В Берлине были недовольны. 15 мая 1942 года Риббентроп телеграфировал немецкому послу в Токио:

«Передайте правительству Японии: Ваш боевой нейтралитет с Россией, при котором она держит войска на Восточной и Северной границах, значительно облегчает наш труд в войне против России. Падение Сталинграда — вопрос нескольких месяцев. Если сейчас Япония не откроет фронта, она лишится Приморья. Русские армии подходят к катастрофе».

Летом 1942 года было закончено перевооружение Квантунской армии, насчитывавшей миллион активных штыков. Уже заучены русские слова: «сдавайся», «руки вверх», «вы окружены». Немецкие инструкторы торопили с выступлением. И вот к границе Советского Союза потянулись полки и дивизии, давно ждавшие команды в ближнем тылу.

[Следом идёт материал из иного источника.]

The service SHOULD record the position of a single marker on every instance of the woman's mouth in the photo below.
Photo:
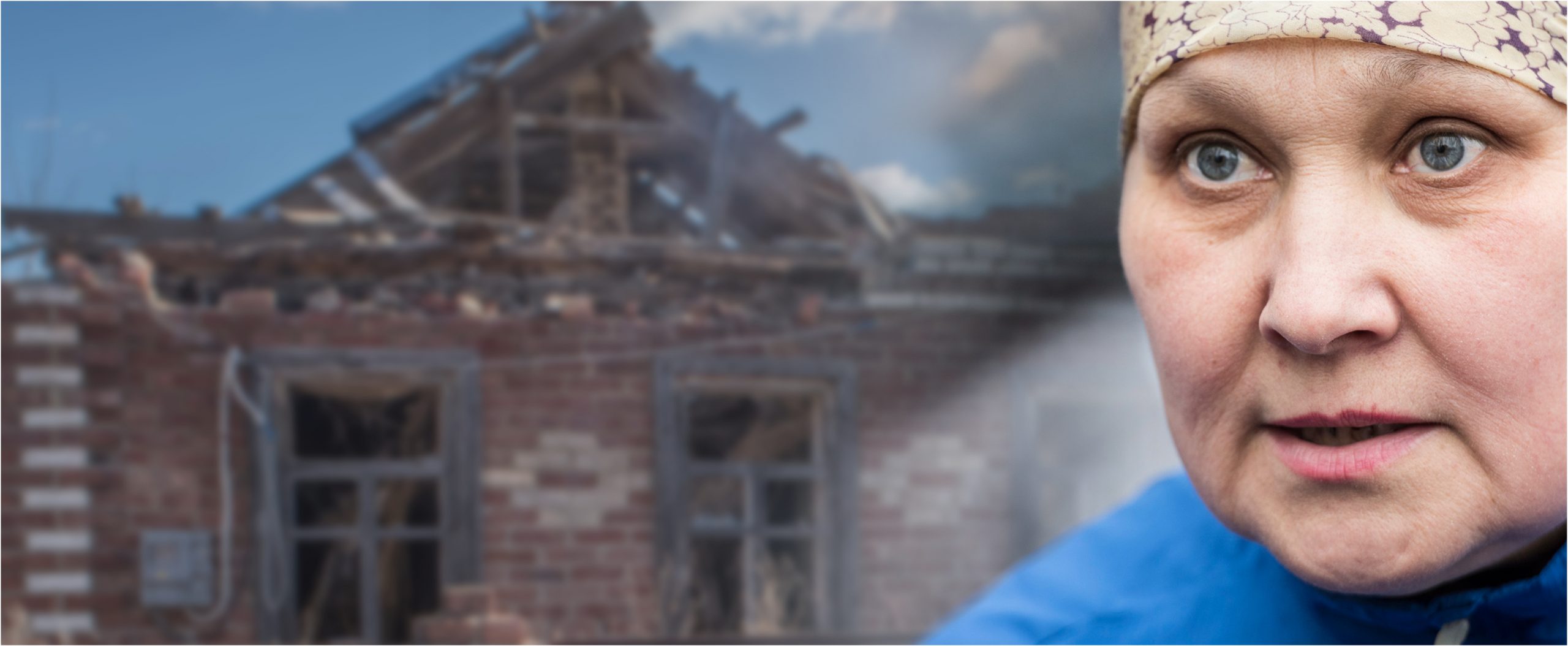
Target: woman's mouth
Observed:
(1336, 449)
(1340, 436)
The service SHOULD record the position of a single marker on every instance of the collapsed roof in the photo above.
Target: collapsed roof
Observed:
(562, 156)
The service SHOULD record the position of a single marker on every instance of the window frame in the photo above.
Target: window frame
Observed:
(454, 374)
(835, 538)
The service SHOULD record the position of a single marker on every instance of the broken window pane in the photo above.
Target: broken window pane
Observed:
(717, 501)
(786, 502)
(407, 504)
(325, 504)
(785, 588)
(752, 427)
(410, 585)
(360, 425)
(326, 590)
(715, 585)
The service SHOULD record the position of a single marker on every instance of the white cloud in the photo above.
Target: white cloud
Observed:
(764, 23)
(902, 190)
(1007, 52)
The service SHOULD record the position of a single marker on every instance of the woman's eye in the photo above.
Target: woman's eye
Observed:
(1443, 153)
(1220, 164)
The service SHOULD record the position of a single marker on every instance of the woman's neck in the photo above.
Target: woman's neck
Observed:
(1520, 565)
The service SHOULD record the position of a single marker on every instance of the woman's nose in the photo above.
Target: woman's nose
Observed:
(1329, 283)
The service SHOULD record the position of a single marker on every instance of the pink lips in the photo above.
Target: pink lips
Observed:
(1352, 462)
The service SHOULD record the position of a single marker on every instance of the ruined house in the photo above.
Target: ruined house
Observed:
(562, 349)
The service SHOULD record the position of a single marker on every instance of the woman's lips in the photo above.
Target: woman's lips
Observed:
(1349, 462)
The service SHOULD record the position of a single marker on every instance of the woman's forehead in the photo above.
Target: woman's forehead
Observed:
(1333, 65)
(1286, 74)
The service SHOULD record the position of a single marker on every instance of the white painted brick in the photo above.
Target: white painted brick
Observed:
(60, 623)
(46, 335)
(54, 295)
(49, 375)
(59, 583)
(60, 541)
(55, 498)
(55, 458)
(54, 417)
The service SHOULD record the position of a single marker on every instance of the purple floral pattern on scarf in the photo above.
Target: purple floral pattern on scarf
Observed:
(1518, 40)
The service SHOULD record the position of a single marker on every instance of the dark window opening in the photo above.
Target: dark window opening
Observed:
(756, 527)
(366, 509)
(364, 425)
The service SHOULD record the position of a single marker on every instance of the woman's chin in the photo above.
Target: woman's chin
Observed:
(1360, 568)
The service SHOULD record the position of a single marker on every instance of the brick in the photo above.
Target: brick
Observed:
(55, 458)
(57, 498)
(52, 625)
(46, 335)
(46, 419)
(59, 583)
(60, 541)
(49, 375)
(51, 295)
(468, 599)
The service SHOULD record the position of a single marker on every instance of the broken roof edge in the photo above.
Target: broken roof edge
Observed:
(256, 206)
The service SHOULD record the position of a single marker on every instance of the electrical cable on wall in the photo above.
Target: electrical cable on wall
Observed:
(230, 385)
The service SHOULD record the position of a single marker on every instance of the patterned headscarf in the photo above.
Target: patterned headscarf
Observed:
(1517, 40)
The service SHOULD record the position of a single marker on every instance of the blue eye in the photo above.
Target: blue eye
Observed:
(1441, 153)
(1219, 162)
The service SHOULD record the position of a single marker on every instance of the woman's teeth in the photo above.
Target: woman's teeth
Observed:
(1340, 436)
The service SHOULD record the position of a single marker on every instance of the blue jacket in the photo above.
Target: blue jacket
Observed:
(1163, 569)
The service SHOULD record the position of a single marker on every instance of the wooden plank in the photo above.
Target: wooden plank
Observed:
(789, 121)
(715, 203)
(510, 175)
(556, 60)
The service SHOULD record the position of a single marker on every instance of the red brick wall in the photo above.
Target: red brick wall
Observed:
(151, 394)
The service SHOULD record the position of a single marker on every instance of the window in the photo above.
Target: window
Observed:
(377, 504)
(756, 496)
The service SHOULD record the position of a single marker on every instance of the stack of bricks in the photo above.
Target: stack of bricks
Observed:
(471, 615)
(49, 463)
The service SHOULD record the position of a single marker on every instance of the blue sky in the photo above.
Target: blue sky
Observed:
(941, 108)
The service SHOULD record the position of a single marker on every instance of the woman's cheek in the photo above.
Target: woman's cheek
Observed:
(1196, 295)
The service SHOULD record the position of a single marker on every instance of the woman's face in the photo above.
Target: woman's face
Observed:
(1325, 236)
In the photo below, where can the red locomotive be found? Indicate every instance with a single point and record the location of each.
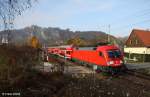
(102, 58)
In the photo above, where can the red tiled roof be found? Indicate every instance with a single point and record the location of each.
(144, 36)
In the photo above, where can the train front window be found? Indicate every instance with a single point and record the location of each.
(68, 52)
(114, 54)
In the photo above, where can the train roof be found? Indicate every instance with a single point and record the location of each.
(107, 47)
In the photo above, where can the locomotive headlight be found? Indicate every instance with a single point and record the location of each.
(121, 62)
(110, 62)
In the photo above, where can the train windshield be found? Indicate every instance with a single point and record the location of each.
(114, 54)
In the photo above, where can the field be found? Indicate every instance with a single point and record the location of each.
(19, 78)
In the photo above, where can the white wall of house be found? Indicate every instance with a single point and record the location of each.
(137, 50)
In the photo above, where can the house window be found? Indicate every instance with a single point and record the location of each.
(130, 41)
(136, 41)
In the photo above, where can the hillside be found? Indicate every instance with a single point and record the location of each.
(56, 36)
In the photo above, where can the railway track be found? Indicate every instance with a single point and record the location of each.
(138, 74)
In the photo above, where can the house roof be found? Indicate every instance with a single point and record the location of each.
(144, 36)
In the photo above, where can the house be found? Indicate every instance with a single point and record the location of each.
(137, 46)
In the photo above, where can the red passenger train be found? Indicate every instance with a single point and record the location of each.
(102, 58)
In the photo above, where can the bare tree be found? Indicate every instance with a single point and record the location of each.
(9, 9)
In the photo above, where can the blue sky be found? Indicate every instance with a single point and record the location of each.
(93, 15)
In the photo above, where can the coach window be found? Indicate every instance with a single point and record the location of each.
(101, 54)
(68, 52)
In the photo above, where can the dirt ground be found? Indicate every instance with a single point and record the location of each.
(33, 83)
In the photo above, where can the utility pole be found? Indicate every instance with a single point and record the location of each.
(108, 33)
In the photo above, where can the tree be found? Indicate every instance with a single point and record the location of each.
(76, 41)
(9, 9)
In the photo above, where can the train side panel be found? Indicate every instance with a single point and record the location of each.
(90, 56)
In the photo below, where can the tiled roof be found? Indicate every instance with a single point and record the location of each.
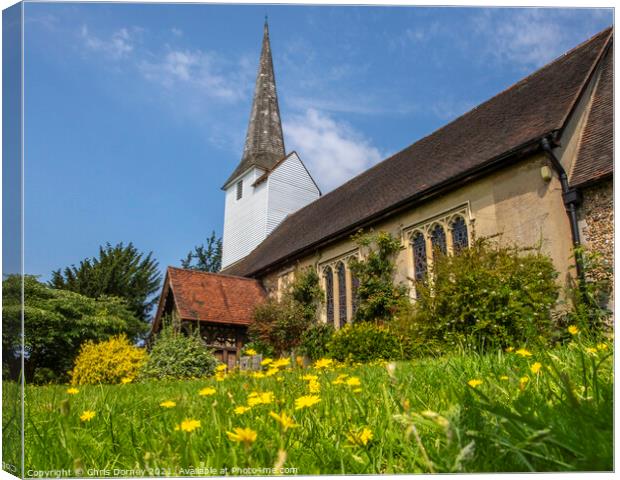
(264, 143)
(595, 158)
(211, 297)
(520, 116)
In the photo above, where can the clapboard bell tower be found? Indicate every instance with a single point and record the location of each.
(267, 184)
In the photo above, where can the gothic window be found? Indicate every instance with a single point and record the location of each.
(355, 283)
(438, 239)
(342, 294)
(459, 234)
(329, 293)
(418, 244)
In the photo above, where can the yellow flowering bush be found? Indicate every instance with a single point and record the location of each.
(107, 362)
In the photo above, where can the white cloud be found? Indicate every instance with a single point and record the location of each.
(333, 151)
(119, 45)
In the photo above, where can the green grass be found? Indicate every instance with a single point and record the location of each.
(424, 418)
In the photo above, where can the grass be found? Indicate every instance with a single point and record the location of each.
(423, 415)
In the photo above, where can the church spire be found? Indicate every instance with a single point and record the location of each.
(264, 143)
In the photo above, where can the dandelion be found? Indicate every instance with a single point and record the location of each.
(523, 352)
(87, 415)
(242, 435)
(353, 382)
(188, 425)
(306, 401)
(281, 362)
(360, 437)
(323, 363)
(207, 391)
(284, 420)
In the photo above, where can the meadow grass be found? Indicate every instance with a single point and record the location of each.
(500, 412)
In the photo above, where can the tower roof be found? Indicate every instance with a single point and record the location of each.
(264, 143)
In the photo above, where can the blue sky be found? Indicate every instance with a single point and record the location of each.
(136, 114)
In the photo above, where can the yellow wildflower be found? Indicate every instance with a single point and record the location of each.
(87, 415)
(242, 435)
(306, 401)
(360, 437)
(284, 420)
(353, 382)
(323, 363)
(523, 352)
(188, 425)
(281, 362)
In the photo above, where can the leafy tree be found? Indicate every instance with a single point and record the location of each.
(378, 297)
(56, 323)
(205, 258)
(281, 324)
(120, 271)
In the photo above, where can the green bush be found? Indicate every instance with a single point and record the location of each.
(314, 340)
(487, 296)
(175, 356)
(364, 342)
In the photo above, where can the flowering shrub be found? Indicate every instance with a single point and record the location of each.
(363, 342)
(175, 355)
(110, 361)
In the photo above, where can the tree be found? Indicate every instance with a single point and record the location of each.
(378, 297)
(120, 271)
(56, 323)
(208, 259)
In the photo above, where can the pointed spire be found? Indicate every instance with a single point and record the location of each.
(264, 143)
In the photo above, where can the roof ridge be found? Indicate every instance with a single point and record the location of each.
(212, 274)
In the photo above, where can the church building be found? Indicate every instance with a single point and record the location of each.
(534, 165)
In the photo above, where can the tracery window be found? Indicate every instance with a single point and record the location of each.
(418, 243)
(342, 294)
(438, 239)
(459, 234)
(329, 294)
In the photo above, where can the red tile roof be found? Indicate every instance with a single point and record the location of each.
(488, 136)
(210, 297)
(595, 159)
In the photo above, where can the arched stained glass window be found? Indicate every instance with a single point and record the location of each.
(438, 239)
(459, 234)
(355, 283)
(342, 294)
(329, 294)
(418, 244)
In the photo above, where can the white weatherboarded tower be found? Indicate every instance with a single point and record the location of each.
(267, 185)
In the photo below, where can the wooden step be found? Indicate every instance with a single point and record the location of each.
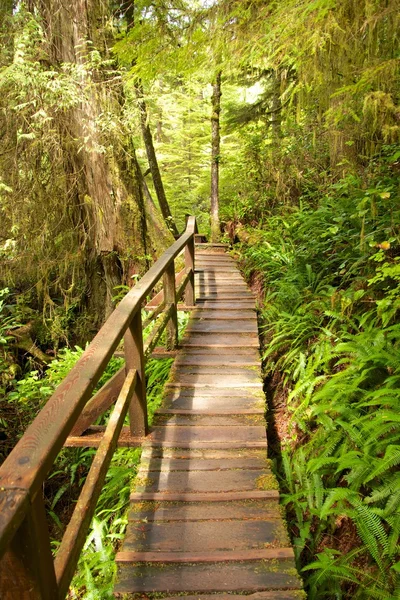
(275, 595)
(204, 520)
(188, 482)
(184, 436)
(194, 536)
(215, 575)
(226, 326)
(214, 420)
(202, 464)
(202, 511)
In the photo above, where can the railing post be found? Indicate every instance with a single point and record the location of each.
(170, 301)
(189, 264)
(134, 359)
(27, 568)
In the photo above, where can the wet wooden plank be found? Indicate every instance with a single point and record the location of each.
(201, 326)
(182, 434)
(221, 340)
(275, 595)
(227, 351)
(201, 464)
(214, 304)
(195, 536)
(209, 577)
(203, 453)
(213, 511)
(201, 399)
(246, 314)
(206, 360)
(174, 482)
(93, 436)
(211, 412)
(209, 497)
(214, 420)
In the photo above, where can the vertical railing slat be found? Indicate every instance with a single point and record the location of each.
(134, 359)
(170, 300)
(189, 264)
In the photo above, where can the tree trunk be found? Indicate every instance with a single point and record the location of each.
(106, 190)
(153, 162)
(156, 226)
(215, 157)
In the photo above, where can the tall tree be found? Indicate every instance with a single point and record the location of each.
(77, 184)
(215, 156)
(153, 162)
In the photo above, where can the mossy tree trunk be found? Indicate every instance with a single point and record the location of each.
(103, 181)
(215, 157)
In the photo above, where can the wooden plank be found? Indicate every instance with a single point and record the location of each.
(203, 464)
(225, 304)
(170, 299)
(255, 510)
(13, 501)
(214, 360)
(30, 461)
(202, 444)
(210, 576)
(75, 535)
(211, 412)
(190, 268)
(182, 434)
(187, 482)
(155, 335)
(158, 299)
(211, 556)
(210, 497)
(100, 402)
(94, 434)
(231, 326)
(215, 420)
(135, 361)
(275, 595)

Злая пыль плыла над дорогами Маньчжурии.

ЧАСТЬ ПЕРВАЯ

1

Лето 1942 года выдалось в Забайкалье знойным. Белое солнце медленно проплывало в прозрачно-сером небе, источая одуряющий зной. К середине июля выгорели травы. Пожелтевшие сопки стали похожи на песчаные барханы, бесконечной чередой уходившие в мглистую даль. Ручейки, болота, мелкие речушки пересохли. Ил, крошась, курился едкой пылью. Земля покрылась трещинами. Росы не выпадали.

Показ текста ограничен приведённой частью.